在临床试验中,两种被批准用于治疗重度嗜酸性粒细胞性哮喘的抗白细胞介素(IL)-5单克隆抗体(mAb:美泊利单抗和瑞利珠单抗)可使病情加重次数减少约50 - 60%。
观察在实际临床环境中对抗IL-5 mAb的反应,并评估反应欠佳的预测因素。
在加拿大的四个学术中心,前瞻性收集了250例特征明确的中重度哮喘患者的预定义临床终点指标,以评估对这两种抗IL-5 mAb的反应。除痰液/血液嗜酸性粒细胞持续存在外,若未能降低维持性皮质类固醇(MCS)或哮喘症状评分(哮喘控制问卷(ACQ))或病情加重次数,则判定为反应欠佳。根据肺功能下降25%或MCS/ACQ升高来评估反应欠佳者的病情恶化情况。对39例患者的代表性亚组进行了痰液中炎症介质、自身抗体和补体激活情况(通过酶联免疫吸附测定(ELISA))的评估,以及通过对福尔马林固定石蜡包埋的痰液栓子进行免疫染色来评估免疫复合物沉积情况。

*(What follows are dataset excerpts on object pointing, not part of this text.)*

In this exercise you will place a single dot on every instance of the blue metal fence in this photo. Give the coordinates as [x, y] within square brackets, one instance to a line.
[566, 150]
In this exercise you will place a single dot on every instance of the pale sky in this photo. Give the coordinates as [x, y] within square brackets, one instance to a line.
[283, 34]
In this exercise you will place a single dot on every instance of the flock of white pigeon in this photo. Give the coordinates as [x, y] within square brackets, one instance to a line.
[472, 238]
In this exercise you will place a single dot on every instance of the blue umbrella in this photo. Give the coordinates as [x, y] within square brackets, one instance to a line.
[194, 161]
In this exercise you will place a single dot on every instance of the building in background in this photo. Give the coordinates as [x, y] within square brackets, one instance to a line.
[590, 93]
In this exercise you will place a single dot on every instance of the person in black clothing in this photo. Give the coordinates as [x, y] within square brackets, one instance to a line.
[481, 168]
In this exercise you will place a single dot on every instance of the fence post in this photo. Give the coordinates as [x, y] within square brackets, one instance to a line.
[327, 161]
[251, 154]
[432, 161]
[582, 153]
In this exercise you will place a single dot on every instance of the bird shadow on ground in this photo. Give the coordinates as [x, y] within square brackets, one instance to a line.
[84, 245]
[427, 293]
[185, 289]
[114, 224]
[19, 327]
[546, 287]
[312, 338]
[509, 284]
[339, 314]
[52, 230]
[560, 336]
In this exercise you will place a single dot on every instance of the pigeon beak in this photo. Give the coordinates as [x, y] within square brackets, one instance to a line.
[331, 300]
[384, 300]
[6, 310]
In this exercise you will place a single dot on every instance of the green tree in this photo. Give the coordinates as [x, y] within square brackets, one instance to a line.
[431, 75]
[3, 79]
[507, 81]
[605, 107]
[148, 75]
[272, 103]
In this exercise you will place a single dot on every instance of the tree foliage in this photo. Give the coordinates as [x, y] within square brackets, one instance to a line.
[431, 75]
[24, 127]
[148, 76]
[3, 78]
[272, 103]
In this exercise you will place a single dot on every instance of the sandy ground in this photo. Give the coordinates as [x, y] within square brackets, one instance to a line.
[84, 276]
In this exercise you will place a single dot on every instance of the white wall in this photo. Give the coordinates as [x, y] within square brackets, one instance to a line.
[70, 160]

接受美泊利单抗或瑞利珠单抗治疗的患者中,42.8%(250例中的107例)出现反应欠佳。每日泼尼松需求量、鼻窦疾病和迟发性哮喘诊断是反应欠佳的最强预测因素。这些患者中有13.6%(250例中的34例)哮喘病情恶化。其中大多数(79%)依赖泼尼松。痰液中抗嗜酸性粒细胞过氧化物酶免疫球蛋白(Ig)G的存在是对抗IL-5 mAb反应欠佳的一个预测因素。在治疗中病情恶化的患者痰液中观察到痰液C3c升高(补体激活标志物)以及C1q结合/IL-5结合IgG的沉积,提示存在潜在的自身免疫介导的病理过程。
在实际临床实践中,大量符合目前抗IL-5 mAb批准适应证的患者对其反应欠佳,尤其是那些正在使用高剂量泼尼松的患者。监测血液嗜酸性粒细胞计数对识别这些患者并无帮助。一小部分此类患者中与免疫复合物介导的补体激活相关的症状恶化问题凸显了识别气道自身免疫现象的重要性,这需要进一步评估。